Posted: January 9th, 2017, 11:00 am
by CryptoPlankton
I'd only add that it does sometimes seem to depend on the source of information. When I used to look at the FT site (before it was revamped) the "Yield" quoted for IT's did appear to be before the deduction of fees - as subtracting the management fees that they used to quote on the same page always gave a figure more in line with the yield quoted by my stockbroker (Barclays).

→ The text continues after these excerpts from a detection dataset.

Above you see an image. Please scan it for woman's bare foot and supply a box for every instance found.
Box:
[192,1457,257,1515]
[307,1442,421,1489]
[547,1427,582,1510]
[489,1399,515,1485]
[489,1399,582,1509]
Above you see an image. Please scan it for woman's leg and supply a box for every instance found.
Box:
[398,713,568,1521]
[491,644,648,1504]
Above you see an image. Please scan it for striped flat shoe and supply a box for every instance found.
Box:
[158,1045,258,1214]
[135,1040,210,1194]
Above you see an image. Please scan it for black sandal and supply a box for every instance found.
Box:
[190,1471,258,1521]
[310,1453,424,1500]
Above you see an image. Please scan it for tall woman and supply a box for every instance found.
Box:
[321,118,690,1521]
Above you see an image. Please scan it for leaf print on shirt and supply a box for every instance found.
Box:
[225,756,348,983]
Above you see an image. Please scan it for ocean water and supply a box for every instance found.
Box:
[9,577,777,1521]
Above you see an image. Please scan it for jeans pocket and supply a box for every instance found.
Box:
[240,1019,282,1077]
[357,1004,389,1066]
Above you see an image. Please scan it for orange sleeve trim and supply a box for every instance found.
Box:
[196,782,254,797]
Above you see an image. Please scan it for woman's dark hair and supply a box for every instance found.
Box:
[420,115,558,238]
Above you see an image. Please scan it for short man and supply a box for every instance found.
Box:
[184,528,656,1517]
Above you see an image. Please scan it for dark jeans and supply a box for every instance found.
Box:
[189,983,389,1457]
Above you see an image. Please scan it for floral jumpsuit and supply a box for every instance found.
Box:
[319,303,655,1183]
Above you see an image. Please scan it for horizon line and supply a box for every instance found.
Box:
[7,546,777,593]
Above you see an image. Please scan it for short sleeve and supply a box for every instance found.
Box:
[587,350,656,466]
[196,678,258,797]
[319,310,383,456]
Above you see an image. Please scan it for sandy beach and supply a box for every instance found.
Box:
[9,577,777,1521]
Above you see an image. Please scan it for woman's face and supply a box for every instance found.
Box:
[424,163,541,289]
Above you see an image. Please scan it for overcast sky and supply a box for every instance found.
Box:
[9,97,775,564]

The FT now quotes "Annual div yield" which seems to tally with other sources and I haven't come across anywhere else that doesn't quote a "net" yield - but just thought it was worth mentioning...

Re: FEES

Posted: January 9th, 2017, 11:02 am
by geoff1309
Thanks very much for detailed info.

Re: FEES

Posted: January 9th, 2017, 11:42 am
by SalvorHardin
CryptoPlankton wrote:I'd only add that it does sometimes seem to depend on the source of information. When I used to look at the FT site (before it was revamped) the "Yield" quoted for IT's did appear to be before the deduction of fees - as subtracting the management fees that they used to quote on the same page always gave a figure more in line with the yield quoted by my stockbroker (Barclays).

The FT now quotes "Annual div yield" which seems to tally with other sources and I haven't come across anywhere else that doesn't quote a "net" yield - but just thought it was worth mentioning...


Yes, this is a real problem with some sources particularly for shares which pay foreign currency dividends but then convert them to sterling (e.g. European Assets Trust, Unilever, BP). A way to avoid this is to look at the most recent company report, find the actual dividend and then work out the yield using the current share price.

This helps avoid the situation where the interim dividend has been increased substantially but the information source uses the last year's dividend and so understates the true yield. Also where there has been a one-off dividend or capital distribution where the typical summarised data source treats this as a recurring dividend and thus gives the share a massive yield which will not repeat the following year.